My interactions with this former alcoholic led to one of my most profound lessons in compassion and empathy to date. When I spoke of my experience with a JABSOM faculty member who is also a psychiatrist, he defined compassion to me as acknowledging that we all are interconnected and interdependent. He taught me that all people suffer; all people have a desire to be heard, to be loved. He insisted that practicing compassion is thus to identify and respond to my patient's innate desire to be heard and loved, which separates curing from healing. My patient had been cured of his alcoholism in the past, but he relapsed multiple times because he was not healed of his compounding suffering which had begun in his childhood; he continued to long for compassion and empathy. Our ability as health care providers to make him feel heard and understood makes us so different from a computer or person who follows algorithms.
In conclusion, I realize that physicians fulfill a dual role, for which empathy is indispensable. One of my JABSOM professors told me, “We cure with modern medicine, and we heal with our presence and compassion.” Because we are both mind and body, as is evident in fields such as psychiatry, primary care, and oncology, this idea of healing and curing is rooted in the nature of humanity.
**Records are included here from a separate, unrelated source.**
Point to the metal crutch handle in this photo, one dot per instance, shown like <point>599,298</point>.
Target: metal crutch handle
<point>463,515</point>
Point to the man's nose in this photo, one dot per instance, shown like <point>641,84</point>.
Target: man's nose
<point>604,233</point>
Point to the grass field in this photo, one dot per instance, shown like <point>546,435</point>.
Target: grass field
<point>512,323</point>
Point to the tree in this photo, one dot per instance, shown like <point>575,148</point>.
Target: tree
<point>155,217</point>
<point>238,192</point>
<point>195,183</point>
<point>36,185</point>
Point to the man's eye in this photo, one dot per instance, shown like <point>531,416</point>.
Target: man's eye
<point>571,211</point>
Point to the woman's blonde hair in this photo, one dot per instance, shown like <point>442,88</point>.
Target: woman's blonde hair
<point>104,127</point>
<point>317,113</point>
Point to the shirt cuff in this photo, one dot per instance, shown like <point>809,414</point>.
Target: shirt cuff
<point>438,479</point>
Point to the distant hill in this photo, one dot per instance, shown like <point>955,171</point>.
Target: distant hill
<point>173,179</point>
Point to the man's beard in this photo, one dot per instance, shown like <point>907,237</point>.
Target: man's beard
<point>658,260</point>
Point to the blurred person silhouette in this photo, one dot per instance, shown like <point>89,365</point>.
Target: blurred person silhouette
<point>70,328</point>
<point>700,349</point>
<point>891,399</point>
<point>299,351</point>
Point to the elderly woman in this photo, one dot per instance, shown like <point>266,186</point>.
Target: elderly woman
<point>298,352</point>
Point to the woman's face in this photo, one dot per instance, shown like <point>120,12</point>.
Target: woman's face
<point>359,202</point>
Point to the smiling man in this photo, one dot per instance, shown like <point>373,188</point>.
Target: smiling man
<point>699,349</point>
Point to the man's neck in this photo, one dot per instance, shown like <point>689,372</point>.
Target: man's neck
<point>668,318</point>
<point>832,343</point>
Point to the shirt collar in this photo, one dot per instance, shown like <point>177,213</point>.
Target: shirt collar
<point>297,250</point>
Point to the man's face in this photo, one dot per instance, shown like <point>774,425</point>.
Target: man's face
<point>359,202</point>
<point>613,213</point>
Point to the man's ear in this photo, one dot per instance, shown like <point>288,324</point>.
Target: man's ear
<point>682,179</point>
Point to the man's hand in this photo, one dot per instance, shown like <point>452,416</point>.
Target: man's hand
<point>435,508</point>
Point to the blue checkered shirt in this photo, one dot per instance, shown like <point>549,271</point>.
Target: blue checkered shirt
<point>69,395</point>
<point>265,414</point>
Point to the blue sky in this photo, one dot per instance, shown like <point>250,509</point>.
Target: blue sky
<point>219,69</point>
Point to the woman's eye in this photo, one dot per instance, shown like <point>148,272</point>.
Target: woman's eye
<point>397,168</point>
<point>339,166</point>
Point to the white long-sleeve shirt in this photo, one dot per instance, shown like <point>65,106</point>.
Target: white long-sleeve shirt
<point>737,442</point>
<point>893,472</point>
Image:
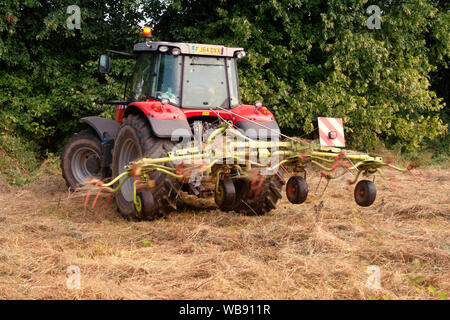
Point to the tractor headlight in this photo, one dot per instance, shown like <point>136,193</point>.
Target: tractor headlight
<point>163,49</point>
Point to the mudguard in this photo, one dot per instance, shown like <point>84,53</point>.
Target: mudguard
<point>105,128</point>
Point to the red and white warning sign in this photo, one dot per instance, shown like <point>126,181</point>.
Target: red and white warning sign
<point>331,132</point>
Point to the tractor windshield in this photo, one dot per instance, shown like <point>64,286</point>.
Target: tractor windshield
<point>186,81</point>
<point>209,82</point>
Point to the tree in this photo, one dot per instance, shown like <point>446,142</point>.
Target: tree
<point>48,76</point>
<point>315,58</point>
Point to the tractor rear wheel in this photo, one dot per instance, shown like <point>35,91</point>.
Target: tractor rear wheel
<point>81,158</point>
<point>135,140</point>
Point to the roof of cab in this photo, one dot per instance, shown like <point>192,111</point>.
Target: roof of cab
<point>189,48</point>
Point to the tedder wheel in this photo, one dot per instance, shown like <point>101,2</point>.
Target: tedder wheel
<point>365,193</point>
<point>135,140</point>
<point>81,158</point>
<point>296,190</point>
<point>225,195</point>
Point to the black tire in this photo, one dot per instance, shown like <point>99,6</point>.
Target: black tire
<point>225,195</point>
<point>296,190</point>
<point>135,140</point>
<point>81,158</point>
<point>365,193</point>
<point>258,204</point>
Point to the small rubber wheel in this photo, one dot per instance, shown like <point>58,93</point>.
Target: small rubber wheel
<point>296,190</point>
<point>147,204</point>
<point>81,159</point>
<point>225,195</point>
<point>365,193</point>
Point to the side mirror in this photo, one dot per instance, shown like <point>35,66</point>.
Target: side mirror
<point>104,65</point>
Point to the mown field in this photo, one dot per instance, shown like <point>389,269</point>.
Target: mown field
<point>318,250</point>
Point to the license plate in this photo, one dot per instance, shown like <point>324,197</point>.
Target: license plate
<point>207,50</point>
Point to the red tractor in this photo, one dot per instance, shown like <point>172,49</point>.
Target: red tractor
<point>175,89</point>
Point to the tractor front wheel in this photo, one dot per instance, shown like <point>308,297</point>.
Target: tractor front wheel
<point>81,158</point>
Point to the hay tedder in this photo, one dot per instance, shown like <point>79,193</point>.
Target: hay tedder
<point>182,127</point>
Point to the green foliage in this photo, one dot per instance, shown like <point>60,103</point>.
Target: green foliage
<point>318,58</point>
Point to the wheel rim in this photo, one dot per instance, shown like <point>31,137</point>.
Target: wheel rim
<point>85,163</point>
<point>129,152</point>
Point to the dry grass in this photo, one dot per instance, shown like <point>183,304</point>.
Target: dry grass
<point>318,250</point>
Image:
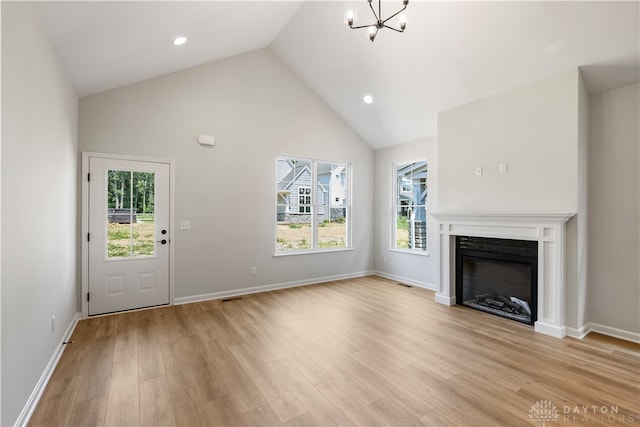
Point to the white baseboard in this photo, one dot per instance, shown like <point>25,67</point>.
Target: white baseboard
<point>445,300</point>
<point>266,288</point>
<point>614,332</point>
<point>407,281</point>
<point>578,333</point>
<point>36,395</point>
<point>582,332</point>
<point>550,329</point>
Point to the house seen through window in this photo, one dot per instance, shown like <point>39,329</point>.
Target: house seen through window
<point>312,205</point>
<point>410,206</point>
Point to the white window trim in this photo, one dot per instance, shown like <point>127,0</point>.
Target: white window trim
<point>314,209</point>
<point>394,210</point>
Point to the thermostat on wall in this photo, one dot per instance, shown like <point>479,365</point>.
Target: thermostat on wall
<point>206,140</point>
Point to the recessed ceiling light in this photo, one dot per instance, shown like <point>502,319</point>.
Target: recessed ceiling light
<point>179,40</point>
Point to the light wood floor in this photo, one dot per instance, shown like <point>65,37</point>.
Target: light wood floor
<point>364,351</point>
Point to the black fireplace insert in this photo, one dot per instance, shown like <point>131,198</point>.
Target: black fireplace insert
<point>498,276</point>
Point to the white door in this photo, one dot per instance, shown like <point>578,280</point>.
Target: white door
<point>128,234</point>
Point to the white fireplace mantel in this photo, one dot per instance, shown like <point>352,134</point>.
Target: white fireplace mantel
<point>547,228</point>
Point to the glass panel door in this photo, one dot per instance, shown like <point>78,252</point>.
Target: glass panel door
<point>130,214</point>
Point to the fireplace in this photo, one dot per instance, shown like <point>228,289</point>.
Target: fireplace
<point>546,229</point>
<point>498,276</point>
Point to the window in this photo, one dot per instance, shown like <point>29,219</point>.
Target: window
<point>312,206</point>
<point>304,201</point>
<point>410,206</point>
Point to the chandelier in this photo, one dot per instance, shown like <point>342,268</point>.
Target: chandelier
<point>380,23</point>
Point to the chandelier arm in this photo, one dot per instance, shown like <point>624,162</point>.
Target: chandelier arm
<point>362,26</point>
<point>394,29</point>
<point>374,12</point>
<point>395,14</point>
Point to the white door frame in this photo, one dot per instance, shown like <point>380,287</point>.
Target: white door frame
<point>86,155</point>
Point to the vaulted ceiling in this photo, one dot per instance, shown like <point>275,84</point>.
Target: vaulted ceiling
<point>451,53</point>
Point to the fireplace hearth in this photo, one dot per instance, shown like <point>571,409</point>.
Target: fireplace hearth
<point>498,276</point>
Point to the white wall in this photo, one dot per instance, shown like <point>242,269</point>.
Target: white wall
<point>257,109</point>
<point>39,181</point>
<point>533,128</point>
<point>418,269</point>
<point>540,130</point>
<point>614,207</point>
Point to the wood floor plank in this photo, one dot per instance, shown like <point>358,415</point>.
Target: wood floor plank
<point>155,403</point>
<point>89,413</point>
<point>286,407</point>
<point>123,405</point>
<point>365,351</point>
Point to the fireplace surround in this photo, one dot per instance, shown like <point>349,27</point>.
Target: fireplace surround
<point>547,229</point>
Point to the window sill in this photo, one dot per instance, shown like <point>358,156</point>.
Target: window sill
<point>410,252</point>
<point>323,251</point>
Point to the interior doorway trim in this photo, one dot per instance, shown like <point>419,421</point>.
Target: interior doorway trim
<point>84,203</point>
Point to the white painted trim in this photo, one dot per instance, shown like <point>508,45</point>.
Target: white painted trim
<point>503,217</point>
<point>38,391</point>
<point>445,299</point>
<point>613,332</point>
<point>549,328</point>
<point>578,333</point>
<point>86,155</point>
<point>406,280</point>
<point>266,288</point>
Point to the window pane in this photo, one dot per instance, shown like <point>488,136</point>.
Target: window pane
<point>410,202</point>
<point>130,214</point>
<point>332,228</point>
<point>294,235</point>
<point>309,210</point>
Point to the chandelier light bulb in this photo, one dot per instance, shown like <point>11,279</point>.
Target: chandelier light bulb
<point>179,41</point>
<point>350,15</point>
<point>403,22</point>
<point>372,32</point>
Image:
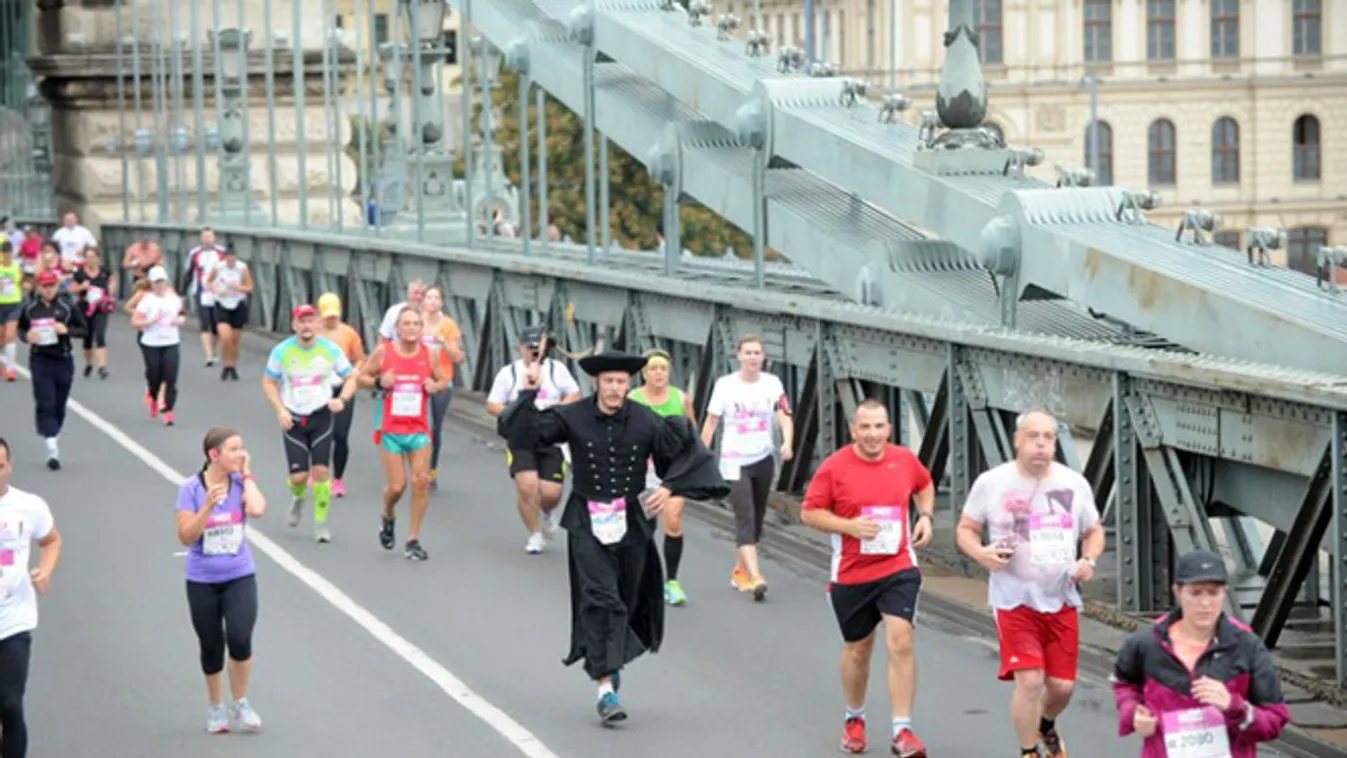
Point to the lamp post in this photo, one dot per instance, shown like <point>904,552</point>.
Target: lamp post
<point>435,205</point>
<point>236,201</point>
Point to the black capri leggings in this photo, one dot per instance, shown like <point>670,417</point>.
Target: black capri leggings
<point>97,333</point>
<point>341,432</point>
<point>224,613</point>
<point>162,368</point>
<point>748,496</point>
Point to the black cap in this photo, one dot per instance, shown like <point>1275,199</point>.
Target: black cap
<point>1200,567</point>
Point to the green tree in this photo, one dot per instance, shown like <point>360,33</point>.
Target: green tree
<point>636,201</point>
Never have I learned so much about human nature as I have from my patients who are willingly open with me as I am open with them. Their emotions are raw—comprised of anger and despair as they face their impending death or happiness as they rejoice over the birth of their child, welcoming a new life. I am honored to share in my patients' emotions and experiences, and I will do my best to be a good, responsible steward of their trust. Working with patients during medical school has brought together all the lessons I learned about empathy and has taught me the privilege of being a physician: my journey to becoming a good doctor necessitates empathy, which is to understand my patients' multi-dimensional suffering and to convey my compassion to them because we are all interconnected. All of this reinforces my decision to continue studying medicine.